Sunday, March 26, 2017

Neil Gorsuch Supreme Court nomination; What About Garland; or, What Now?


I have been trying to decide what I think should happen regarding Trump's nominee for the vacant seat on the Supreme Court, Neil Gorsuch. There have been quite a few articles that have demonstrated that Mitch McConnel's assertion that a Presidential Supreme Court nominee has never been confirmed during an election year to be patently false. Like McConnel's pronouncement that he would resist Barrack Obama in 2008 in an attempt to make him a one term president, his assertion regarding Obama's nominee, Merrick Garland was equally self serving, obstructionist, and lacking in principal (except his principal of "My way or the highway".

Yet, if everyone took followed McConnel's way, there would never be workable government. His methods of obstructing everything which does not suite his purpose, or that of his party, are methods of gridlock and inaction.

But that, it seems, is what the Democratic base is calling for, and which Chuck Schumer appears intent on following. There was talk, albeit only a small amount, of bargaining with the Republicans, for a compromise to support Gorusch in exchange for a return to the 60-vote filibuster for all judicial appointments, which Harry Reid undid in 2013. But that talk was quickly silenced by Schumer's announcement of his intent to force McConnel to choose between the nuclear option (ending the 60-vote filibuster on SCOTUS nominees) or loosing Gorsusch.

First of all, I wouldn't sign any agreement with McConnel. He isn't to be trusted. When he needs to deliver something, in this case, Gorsuch, he will agree to anything then, and be happy to renege when he needs to deliver something else.

And what about obstruction?

Forget about obstruction. Here's a quote that tells me what the correct action should be on Gorsuch:

"The accumulation of all powers, legislative, executive, and judiciary, in the same hands, whether of one, or a few, or many, and whether hereditary, self-appointed, or elective, may justly be pronounced the very definition of tyranny."

No less an expert than James Madison in Federalist, No. 47, points out that the tyranny is the accumulation of all power in the hands of one group. Currently the Republicans have control of both houses, the executive, and a majority of the state houses. And I agree with Madison that it smells like tyranny.
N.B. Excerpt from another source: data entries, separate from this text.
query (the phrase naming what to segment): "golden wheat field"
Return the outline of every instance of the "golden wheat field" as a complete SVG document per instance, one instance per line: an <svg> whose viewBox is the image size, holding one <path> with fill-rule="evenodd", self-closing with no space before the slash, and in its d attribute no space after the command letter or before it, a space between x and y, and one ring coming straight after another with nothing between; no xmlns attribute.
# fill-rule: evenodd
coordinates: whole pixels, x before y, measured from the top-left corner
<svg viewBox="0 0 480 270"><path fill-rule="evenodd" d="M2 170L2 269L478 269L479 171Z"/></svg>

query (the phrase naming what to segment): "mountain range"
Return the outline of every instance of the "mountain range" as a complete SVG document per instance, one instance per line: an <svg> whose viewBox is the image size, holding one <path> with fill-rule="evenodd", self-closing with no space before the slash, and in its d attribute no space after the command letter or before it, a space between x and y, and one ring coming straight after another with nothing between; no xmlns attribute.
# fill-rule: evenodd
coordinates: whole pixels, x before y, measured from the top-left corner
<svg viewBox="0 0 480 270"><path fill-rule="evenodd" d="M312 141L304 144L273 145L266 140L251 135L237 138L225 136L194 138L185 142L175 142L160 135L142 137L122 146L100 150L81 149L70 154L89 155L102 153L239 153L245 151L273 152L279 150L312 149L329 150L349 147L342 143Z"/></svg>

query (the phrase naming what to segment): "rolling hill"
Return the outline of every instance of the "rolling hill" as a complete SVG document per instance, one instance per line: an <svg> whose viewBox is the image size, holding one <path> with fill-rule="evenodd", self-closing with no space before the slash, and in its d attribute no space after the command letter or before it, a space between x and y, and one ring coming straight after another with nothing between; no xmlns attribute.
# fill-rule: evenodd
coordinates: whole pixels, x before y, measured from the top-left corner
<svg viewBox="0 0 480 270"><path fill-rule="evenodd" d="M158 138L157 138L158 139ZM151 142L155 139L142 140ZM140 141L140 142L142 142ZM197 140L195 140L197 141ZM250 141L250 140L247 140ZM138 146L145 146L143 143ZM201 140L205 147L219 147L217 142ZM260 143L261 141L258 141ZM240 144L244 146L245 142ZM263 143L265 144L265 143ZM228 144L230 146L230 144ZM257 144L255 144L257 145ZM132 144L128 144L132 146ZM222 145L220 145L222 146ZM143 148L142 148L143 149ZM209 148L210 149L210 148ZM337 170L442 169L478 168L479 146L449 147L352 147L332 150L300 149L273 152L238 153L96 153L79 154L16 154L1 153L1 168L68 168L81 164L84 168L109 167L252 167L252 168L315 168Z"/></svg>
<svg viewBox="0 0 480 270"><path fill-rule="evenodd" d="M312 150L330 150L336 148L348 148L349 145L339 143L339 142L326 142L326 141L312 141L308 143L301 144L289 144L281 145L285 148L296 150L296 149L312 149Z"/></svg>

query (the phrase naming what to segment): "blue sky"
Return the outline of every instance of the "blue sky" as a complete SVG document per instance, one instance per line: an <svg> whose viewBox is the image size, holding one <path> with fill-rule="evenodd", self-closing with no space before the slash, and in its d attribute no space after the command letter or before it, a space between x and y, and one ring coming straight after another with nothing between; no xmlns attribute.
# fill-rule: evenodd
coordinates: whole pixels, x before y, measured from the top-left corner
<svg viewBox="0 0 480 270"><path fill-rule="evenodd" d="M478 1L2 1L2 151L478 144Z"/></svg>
I stand with Schumer. Filibuster and Resist!

Sunday, March 5, 2017

Trump, in returning us to greatness, is killing our future


President Trump and his billionaire cabinet are turning away from clean energy, in the form of solar and wind, and returning to the old, dirty staples of oil and coal. In the meantime, China is embracing solar and wind and turning away from coal, which, besides contributing greenhouse gasses to climate change, has caused years of health damaging smog in Chinese cities. China will be investing $360 Billion over the next three years in renewable generation. America will invest how much?

Leaving aside the argument on climate change is the argument for jobs. China's investment is expected to produce 13 million jobs in the clean energy sector. How many jobs will be created by America turning back to coal? And keep in mind that most energy sector analysts believe that jobs in coal will not materialize because of the fall in the price of natural gas and the conversion of many old coal fired power plants to natural gas.

Let's assume that President Trump is pushing coal simply because he want to produce jobs for those coal miners and producers who have been put out of work by the moves away from coal, and not because he is pandering to the millionaire coal mine owners that want to extract more money from their past investments. Let's view it strictly as a job works issue.

America lags behind every other industrial country in providing resources to retrain and support workers hurt by economic changes, whatever their causes. Globalization has been of major benefit to Americans, in terms of product costs and trade. Globalization has impacted workers, but those workers have been further damaged by an absence of retraining programs or assistance to move to locations where jobs are available. This has been compounded by societal changes that have seen American workers less willing to change locations. In the 1930's to 1950's, during the Great Depression and World War II and Cold War, Americans were on the move, changing location to match the economy. Americans seem less likely, or less able, to travel to find new jobs.

In the area of energy generation, the rest of the world has recognized the need to change the sources of energy from fossil fuels to renewables. Even if you are less than 100% sure that coal and oil cause global warming, there is the fact that fossil fuels will someday run out. Renewables will not. Peak oil may be 20 years from now, 200 years from now, or already past. Regardless, wind and solar are forever. That alone should be a reason to continue the conversion from fossil fuels to renewables that every country on the globe has started.

But most important is the job question. That is, supposedly, why the President is pushing coal, to put those miners back to work. Why not invest in training those workers for the jobs of the future. Only America will want to continue with those old, polluting jobs and energy sources. Why aren't we, instead, concentrating on the jobs of the future, where everyone else is going?

Well, maybe it is about rewarding his billionaire capitalist friends, not returning those coal miners to work.